Karol Szymanowski Facts


>b> O compositor polonês Karol Szymanowski (1882-1937) tratou assuntos nacionais de uma maneira original e altamente eficaz.<

Em 6 de outubro de 1882, Karol Szymanowski nasceu em Timoshovka, na Ucrânia, de uma família polonesa rica e altamente culta que encorajou seu óbvio talento musical. Ainda na adolescência, ele escreveu peças elegantes para o piano obviamente inspiradas por Frédéric Chopin. Em 1901 ele entrou no Conservatório de Varsóvia, e após a graduação ele foi para Berlim em 1905. Lá ele e outros três jovens compositores poloneses fundaram uma sociedade chamada Young Poland in Music. Em 1908 Szymanowski retornou a Timoshovka. Ele passou os anos de 1912-1914 em Viena.
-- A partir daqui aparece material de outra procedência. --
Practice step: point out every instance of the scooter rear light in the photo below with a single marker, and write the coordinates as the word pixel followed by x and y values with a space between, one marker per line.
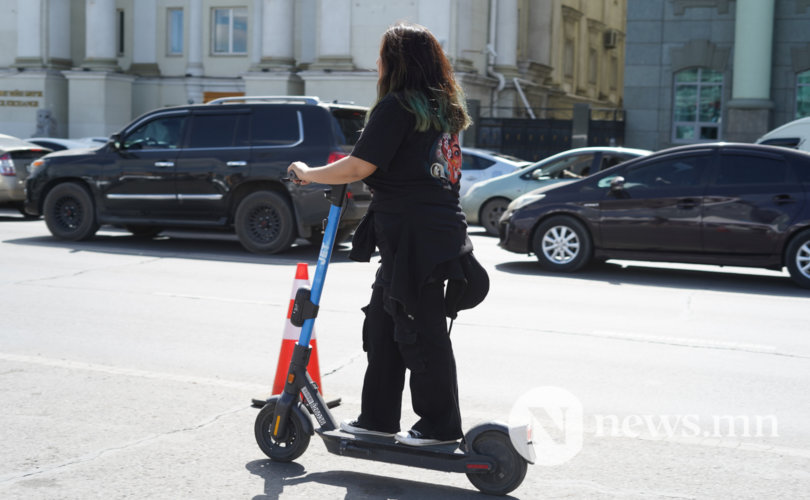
pixel 478 466
pixel 7 166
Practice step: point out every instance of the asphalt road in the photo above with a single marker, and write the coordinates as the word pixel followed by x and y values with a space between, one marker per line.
pixel 127 368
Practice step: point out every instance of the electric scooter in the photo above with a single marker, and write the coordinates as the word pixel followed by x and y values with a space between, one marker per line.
pixel 492 455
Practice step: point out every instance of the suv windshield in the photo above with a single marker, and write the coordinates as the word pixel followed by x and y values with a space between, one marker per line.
pixel 348 124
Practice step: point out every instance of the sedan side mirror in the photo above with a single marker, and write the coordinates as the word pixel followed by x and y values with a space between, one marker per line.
pixel 617 184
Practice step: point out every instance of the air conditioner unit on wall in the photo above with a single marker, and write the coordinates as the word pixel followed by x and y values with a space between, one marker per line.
pixel 610 38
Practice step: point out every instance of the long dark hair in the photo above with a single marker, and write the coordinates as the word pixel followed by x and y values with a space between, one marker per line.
pixel 414 67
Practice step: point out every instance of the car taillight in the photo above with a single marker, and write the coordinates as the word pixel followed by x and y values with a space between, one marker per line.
pixel 335 156
pixel 7 166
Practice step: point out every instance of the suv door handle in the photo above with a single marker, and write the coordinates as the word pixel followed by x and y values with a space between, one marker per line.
pixel 688 203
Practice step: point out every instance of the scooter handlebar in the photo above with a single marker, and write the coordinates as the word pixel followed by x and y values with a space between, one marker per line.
pixel 335 194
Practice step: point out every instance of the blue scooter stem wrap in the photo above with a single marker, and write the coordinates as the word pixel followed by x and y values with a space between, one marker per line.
pixel 320 271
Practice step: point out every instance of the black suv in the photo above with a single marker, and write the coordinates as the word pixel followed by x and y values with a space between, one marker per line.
pixel 216 165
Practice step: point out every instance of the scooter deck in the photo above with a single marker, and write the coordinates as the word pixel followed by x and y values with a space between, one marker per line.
pixel 445 457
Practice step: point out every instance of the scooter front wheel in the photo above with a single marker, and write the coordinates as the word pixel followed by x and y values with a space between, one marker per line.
pixel 510 467
pixel 288 447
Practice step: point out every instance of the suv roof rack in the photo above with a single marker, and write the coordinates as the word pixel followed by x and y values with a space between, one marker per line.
pixel 311 100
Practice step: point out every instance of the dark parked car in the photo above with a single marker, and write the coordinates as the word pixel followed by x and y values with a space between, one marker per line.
pixel 726 204
pixel 216 165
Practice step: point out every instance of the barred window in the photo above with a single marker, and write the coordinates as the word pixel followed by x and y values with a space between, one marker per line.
pixel 230 31
pixel 698 107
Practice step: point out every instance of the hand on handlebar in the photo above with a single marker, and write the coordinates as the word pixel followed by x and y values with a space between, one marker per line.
pixel 294 172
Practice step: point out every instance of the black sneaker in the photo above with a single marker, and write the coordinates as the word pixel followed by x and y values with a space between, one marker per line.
pixel 352 427
pixel 415 438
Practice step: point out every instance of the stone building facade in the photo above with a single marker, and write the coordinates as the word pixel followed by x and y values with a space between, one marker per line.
pixel 708 70
pixel 72 68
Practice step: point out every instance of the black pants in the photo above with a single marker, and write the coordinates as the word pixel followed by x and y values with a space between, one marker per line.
pixel 433 383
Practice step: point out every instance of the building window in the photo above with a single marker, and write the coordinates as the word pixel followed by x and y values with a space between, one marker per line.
pixel 119 15
pixel 230 31
pixel 698 105
pixel 803 94
pixel 174 23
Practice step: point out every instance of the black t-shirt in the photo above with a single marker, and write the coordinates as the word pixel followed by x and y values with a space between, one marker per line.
pixel 415 218
pixel 410 165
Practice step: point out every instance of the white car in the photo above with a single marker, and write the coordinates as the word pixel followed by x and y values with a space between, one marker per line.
pixel 795 134
pixel 59 144
pixel 487 200
pixel 481 164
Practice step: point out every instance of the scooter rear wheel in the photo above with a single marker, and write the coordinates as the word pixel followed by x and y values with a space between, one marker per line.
pixel 288 447
pixel 510 467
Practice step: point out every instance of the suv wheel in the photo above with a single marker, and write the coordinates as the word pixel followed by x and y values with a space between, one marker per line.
pixel 264 223
pixel 797 258
pixel 69 212
pixel 562 244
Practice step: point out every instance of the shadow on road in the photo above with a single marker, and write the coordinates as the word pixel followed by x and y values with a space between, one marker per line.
pixel 707 278
pixel 278 476
pixel 219 246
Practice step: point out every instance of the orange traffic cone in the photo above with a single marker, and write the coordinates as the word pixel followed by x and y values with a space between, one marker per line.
pixel 290 338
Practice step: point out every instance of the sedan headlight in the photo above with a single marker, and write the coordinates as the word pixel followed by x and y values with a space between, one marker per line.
pixel 36 165
pixel 522 201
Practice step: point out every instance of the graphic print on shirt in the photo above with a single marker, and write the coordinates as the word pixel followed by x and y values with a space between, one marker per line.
pixel 445 161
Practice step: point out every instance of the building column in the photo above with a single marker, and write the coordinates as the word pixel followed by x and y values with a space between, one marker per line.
pixel 436 16
pixel 99 39
pixel 506 38
pixel 29 34
pixel 749 111
pixel 274 60
pixel 463 62
pixel 144 50
pixel 278 38
pixel 59 55
pixel 334 28
pixel 195 32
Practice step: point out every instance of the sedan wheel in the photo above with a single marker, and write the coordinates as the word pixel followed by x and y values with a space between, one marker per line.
pixel 797 258
pixel 491 214
pixel 562 244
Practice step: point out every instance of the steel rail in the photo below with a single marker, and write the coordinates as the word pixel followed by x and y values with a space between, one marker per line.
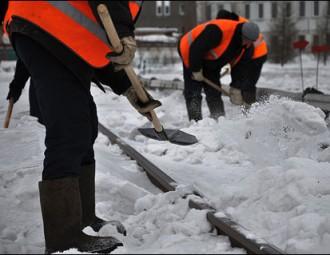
pixel 238 235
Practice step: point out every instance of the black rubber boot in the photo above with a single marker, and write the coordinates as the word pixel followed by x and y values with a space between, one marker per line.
pixel 61 213
pixel 87 195
pixel 216 107
pixel 194 108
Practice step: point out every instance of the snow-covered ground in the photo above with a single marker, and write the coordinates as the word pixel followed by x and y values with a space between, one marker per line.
pixel 269 171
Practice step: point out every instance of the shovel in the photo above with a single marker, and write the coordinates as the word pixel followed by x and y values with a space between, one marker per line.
pixel 9 112
pixel 158 132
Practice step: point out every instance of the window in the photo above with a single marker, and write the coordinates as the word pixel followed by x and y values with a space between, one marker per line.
pixel 167 8
pixel 247 11
pixel 261 10
pixel 302 8
pixel 159 8
pixel 274 10
pixel 181 10
pixel 288 9
pixel 316 8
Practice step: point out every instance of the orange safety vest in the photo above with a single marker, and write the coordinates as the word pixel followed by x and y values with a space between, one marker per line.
pixel 134 7
pixel 226 26
pixel 260 46
pixel 71 22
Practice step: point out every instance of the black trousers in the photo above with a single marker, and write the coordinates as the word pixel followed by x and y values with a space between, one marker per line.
pixel 193 94
pixel 66 107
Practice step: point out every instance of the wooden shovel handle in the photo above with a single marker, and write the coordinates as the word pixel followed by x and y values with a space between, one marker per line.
pixel 117 47
pixel 9 112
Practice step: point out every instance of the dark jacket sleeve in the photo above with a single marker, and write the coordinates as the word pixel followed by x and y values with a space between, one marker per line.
pixel 21 75
pixel 207 40
pixel 120 14
pixel 3 10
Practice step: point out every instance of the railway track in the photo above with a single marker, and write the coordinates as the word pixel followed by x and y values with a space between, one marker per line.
pixel 238 235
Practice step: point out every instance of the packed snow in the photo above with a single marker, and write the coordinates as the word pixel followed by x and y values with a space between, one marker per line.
pixel 268 170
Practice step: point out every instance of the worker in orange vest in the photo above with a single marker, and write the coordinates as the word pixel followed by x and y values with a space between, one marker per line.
pixel 245 69
pixel 204 51
pixel 63 46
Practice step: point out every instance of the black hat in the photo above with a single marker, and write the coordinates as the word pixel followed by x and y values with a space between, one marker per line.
pixel 250 31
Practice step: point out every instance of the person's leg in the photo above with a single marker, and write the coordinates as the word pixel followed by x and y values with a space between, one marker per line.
pixel 192 94
pixel 249 91
pixel 65 108
pixel 34 106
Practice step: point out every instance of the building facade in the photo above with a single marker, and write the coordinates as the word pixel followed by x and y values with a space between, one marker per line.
pixel 311 18
pixel 180 15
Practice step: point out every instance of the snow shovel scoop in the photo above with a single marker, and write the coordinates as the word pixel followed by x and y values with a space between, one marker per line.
pixel 158 132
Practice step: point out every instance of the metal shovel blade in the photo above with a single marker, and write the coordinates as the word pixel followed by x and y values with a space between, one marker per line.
pixel 171 135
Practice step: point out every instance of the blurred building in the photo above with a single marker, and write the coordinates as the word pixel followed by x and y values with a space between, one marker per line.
pixel 312 18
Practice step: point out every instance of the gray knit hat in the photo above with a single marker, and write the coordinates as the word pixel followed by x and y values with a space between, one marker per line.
pixel 250 31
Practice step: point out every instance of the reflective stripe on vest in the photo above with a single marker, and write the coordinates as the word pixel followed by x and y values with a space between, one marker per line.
pixel 226 26
pixel 134 7
pixel 260 47
pixel 71 22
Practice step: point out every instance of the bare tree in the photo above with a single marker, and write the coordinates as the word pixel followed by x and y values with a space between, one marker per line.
pixel 282 34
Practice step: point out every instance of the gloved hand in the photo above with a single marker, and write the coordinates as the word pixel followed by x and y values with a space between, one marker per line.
pixel 142 108
pixel 198 76
pixel 15 91
pixel 127 55
pixel 235 96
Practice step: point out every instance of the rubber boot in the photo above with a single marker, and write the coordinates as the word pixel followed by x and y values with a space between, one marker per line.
pixel 61 213
pixel 216 107
pixel 194 108
pixel 87 195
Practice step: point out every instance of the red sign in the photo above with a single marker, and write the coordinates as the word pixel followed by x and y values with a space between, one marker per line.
pixel 320 48
pixel 300 44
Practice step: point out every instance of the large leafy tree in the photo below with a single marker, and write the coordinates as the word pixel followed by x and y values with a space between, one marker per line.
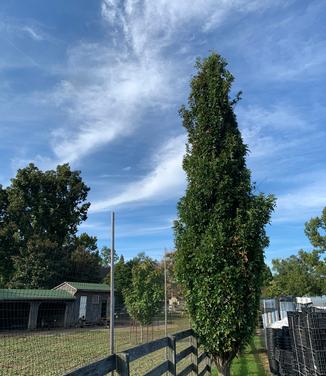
pixel 42 213
pixel 144 297
pixel 122 280
pixel 219 233
pixel 85 260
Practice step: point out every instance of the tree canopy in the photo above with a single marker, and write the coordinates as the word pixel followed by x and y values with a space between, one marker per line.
pixel 219 234
pixel 39 214
pixel 144 296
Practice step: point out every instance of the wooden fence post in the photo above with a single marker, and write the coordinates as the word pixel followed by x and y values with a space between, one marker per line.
pixel 194 342
pixel 123 364
pixel 172 353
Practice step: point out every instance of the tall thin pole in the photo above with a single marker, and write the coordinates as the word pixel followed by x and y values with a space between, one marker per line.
pixel 112 287
pixel 165 303
pixel 165 297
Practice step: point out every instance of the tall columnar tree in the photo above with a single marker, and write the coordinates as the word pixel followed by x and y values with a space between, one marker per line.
pixel 144 297
pixel 219 233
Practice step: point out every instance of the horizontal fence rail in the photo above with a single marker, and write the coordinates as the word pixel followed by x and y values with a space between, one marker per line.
pixel 120 362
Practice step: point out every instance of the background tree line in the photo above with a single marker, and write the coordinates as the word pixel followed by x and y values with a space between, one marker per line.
pixel 303 274
pixel 39 246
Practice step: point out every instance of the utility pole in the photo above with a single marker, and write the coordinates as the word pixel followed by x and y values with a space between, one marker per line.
pixel 112 287
pixel 165 297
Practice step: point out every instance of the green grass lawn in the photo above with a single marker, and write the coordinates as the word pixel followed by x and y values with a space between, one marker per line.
pixel 56 352
pixel 253 361
pixel 45 353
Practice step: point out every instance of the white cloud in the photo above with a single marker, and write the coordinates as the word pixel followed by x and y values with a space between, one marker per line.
pixel 111 86
pixel 166 180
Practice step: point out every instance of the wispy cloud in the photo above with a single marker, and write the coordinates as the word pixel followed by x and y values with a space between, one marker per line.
pixel 110 87
pixel 166 180
pixel 298 205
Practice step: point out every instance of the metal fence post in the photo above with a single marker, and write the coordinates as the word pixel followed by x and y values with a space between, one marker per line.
pixel 209 364
pixel 123 364
pixel 172 353
pixel 194 342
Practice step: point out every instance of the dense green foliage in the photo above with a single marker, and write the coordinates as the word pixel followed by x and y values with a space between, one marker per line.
pixel 305 273
pixel 122 280
pixel 85 261
pixel 39 215
pixel 219 234
pixel 144 296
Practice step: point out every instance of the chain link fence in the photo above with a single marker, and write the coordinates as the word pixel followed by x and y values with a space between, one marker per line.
pixel 38 335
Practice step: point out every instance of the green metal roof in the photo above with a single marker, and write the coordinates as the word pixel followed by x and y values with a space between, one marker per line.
pixel 28 294
pixel 89 286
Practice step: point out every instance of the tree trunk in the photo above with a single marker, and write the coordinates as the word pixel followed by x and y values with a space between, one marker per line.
pixel 224 370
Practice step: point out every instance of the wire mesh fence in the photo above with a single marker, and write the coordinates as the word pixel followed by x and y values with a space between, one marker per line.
pixel 48 335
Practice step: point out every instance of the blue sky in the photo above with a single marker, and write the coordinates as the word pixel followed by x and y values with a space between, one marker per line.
pixel 98 84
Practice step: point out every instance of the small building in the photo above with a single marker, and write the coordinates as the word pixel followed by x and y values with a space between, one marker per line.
pixel 91 301
pixel 34 309
pixel 66 305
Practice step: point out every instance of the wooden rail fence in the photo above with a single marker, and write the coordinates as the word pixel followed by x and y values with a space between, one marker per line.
pixel 120 362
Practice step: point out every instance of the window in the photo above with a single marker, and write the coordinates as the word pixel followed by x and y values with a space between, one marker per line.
pixel 82 306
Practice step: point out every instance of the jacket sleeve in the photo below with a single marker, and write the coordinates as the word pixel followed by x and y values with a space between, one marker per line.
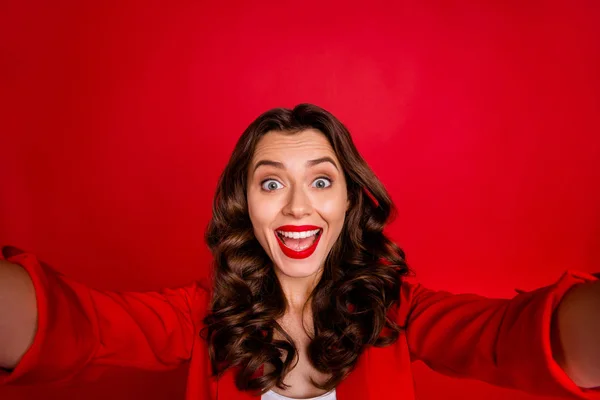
pixel 505 342
pixel 81 331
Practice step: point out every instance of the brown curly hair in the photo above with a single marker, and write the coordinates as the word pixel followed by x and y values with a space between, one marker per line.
pixel 360 281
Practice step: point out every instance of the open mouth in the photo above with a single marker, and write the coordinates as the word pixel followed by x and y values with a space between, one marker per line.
pixel 299 241
pixel 299 244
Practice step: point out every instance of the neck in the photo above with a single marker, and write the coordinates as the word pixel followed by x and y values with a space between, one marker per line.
pixel 297 290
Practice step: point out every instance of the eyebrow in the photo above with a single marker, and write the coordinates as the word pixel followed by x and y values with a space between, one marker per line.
pixel 309 163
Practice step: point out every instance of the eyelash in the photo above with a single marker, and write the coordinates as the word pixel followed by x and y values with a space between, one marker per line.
pixel 273 179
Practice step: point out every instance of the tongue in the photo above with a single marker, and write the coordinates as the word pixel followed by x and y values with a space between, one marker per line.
pixel 299 244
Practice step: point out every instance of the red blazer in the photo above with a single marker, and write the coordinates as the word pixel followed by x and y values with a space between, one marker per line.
pixel 505 342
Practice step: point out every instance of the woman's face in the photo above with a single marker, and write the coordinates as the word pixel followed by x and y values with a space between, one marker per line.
pixel 297 200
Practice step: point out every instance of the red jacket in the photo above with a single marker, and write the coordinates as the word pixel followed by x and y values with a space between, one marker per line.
pixel 505 342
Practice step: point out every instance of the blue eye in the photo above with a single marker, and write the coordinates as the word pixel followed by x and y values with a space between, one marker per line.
pixel 271 184
pixel 322 183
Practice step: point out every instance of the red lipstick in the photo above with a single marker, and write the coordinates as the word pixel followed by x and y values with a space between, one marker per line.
pixel 298 228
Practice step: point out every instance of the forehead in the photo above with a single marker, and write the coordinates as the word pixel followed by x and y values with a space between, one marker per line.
pixel 285 146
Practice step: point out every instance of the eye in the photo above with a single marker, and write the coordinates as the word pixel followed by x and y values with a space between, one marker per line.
pixel 271 184
pixel 322 183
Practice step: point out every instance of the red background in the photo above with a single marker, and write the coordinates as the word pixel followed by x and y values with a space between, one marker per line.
pixel 482 120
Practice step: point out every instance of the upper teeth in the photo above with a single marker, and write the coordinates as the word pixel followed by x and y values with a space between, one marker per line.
pixel 299 235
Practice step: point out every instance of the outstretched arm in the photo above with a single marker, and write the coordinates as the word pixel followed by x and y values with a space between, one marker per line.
pixel 18 313
pixel 576 334
pixel 53 328
pixel 507 342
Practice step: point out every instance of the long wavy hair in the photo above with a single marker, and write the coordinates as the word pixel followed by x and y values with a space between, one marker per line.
pixel 360 281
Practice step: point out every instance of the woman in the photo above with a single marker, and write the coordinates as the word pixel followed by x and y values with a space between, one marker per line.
pixel 309 297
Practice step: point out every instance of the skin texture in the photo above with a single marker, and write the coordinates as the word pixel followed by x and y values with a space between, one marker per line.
pixel 299 195
pixel 576 334
pixel 17 323
pixel 296 199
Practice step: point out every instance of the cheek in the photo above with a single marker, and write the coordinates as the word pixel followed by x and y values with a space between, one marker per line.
pixel 262 214
pixel 334 211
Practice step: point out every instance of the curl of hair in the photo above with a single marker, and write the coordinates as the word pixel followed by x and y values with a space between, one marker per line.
pixel 360 282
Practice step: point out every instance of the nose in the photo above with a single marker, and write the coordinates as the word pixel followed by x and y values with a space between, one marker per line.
pixel 298 204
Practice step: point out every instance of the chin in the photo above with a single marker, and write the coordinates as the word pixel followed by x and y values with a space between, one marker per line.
pixel 294 269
Composições deste período inicial são numerosas peças para piano—Prelúdios (1901, 1905), Estudos (1902), e Variações (1901, 1904)—introduzidas por Artur Rubinstein em seus concertos; e peças de violino—a Sonata (1904), Romance (1909), e Notturn e tarantella (1914)—introduzido por Paul Kochanski. As canções Love Songs of Hafiz (1910, 1914) e a ópera Hagith (1912-1913) refletem o interesse de Szymanowski pelo misticismo e filosofia oriental.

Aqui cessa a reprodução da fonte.